I propose allocating 10 percent of the defense budget to the states for education proportionate to the number of nursery and K-12 students in the state. To receive the money each state would have to guarantee that it would raise state education budgets by the rate of inflation plus 2 percent a year.

Congress could establish recommended spending categories and the distribution of funds among them. For example, legislation could suggest a range of 30 to 50 percent of the funds for teachers’ salaries, 20 to 30 percent for school supplies, 20 to 30 percent for technology including student computers and so on. Alternatively, Congress could leave the details up to the states and individual school districts.

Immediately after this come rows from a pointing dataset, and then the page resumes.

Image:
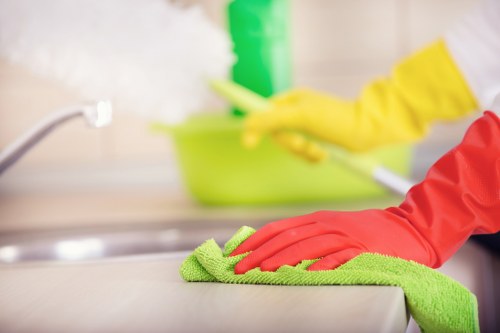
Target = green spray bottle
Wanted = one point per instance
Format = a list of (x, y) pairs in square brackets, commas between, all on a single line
[(260, 31)]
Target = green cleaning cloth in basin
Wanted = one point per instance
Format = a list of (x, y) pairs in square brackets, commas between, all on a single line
[(436, 302)]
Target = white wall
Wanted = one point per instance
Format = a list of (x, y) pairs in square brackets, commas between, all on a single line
[(338, 45)]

Census Bureau data for 2016 shows 58 million students in the US from nursery to 12th grade. Sharing 10 percent of the defense budget or $70 billion would provide $1,200 per pupil. In 2015 the nationwide average education expenditure per pupil was $12,903, varying from a low of $6,751 in Utah to a high of $20,744 in New York according to the National Center for Education Statistics. The proposed reallocation of defense dollars would provide a per pupil increase of 9 percent nationwide on average, a 6 percent increase for New York and an 18 percent increase for Utah. Combined with the required increases in state funds for education, we could raise teachers’ salaries, provide supplies and rebuild schools.

Education is the greatest gift we can give our children as well as a great gift for our country. Let us give generously.

Henry C. Lucas Jr. is a professor at the Robert H. Smith School of Business at the University of Maryland. His latest book is “Technology and the Disruption of Higher Education.”